8 Article XELIRI or FOLFIRI as salvage therapy in advanced pancreatic cancer. 2010

Cereda, Stefano / Reni, Michele / Rognone, Alessia / Ghidini, Michele / Belli, Carmen / Longoni, Simona / Fugazza, Clara / Brioschi, Matteo / Nicoletti, Roberto / Balzano, Gianpaolo / Passoni, Paolo / Villa, Eugenio. ·Department of Oncology, S Raffaele Scientific Institute, Milan, Italy. ·Anticancer Res · Pubmed #21115942.

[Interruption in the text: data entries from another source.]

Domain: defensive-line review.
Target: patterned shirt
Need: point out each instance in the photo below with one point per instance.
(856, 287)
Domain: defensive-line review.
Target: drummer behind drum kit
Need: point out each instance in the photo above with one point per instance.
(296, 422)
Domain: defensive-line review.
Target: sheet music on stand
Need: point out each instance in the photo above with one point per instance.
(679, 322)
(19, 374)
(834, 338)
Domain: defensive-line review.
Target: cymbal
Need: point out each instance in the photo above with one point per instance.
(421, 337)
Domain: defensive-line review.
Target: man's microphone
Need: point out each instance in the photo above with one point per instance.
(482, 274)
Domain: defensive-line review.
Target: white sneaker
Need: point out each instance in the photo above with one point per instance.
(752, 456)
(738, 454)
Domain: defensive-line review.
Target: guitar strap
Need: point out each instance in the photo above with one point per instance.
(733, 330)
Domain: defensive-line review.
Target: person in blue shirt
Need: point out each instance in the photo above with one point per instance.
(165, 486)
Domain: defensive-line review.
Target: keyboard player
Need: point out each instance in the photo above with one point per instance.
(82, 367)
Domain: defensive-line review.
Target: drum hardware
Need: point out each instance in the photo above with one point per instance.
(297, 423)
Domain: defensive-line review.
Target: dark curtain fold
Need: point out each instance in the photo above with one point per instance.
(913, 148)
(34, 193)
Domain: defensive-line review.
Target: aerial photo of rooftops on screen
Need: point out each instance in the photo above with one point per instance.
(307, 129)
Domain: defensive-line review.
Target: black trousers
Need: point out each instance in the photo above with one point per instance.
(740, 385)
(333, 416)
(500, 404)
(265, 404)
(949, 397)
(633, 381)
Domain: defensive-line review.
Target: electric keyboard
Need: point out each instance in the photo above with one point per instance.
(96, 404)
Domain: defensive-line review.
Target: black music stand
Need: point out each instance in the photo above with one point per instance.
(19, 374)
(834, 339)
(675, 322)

ABSTRACT: BACKGROUND: More than half of patients with pancreatic adenocarcinoma (PA) are candidates for further treatment when they experience upfront treatment failure. PATIENTS AND METHODS: Patients with gemcitabine-resistant PA, age <76 years and Karnofski performance status (KPS) >50 were treated with a XELIRI or FOLFIRI regimen until progressive disease or a maximum of six months. As this was an observational study, no statistical design was performed. RESULTS: Between July 2007 and December 2009, 34 patients (median age 60 years; median KPS 90) were treated with XELIRI (26) or FOLFIRI (8) regimen. Grade >2 toxicity consisted of neutropenia in 9% of patients, anemia and fatigue in 3% and hand-foot syndrome in 12%. Median progression-free survival was two months (range 1-4). Maximum response was stable disease in four patients (12%). Median survival was 4.2 (range 1-15) months. CONCLUSION: Fluoropyrimidine and irinotecan combination does not seem to have any role in the treatment of gemcitabine-resistant PA.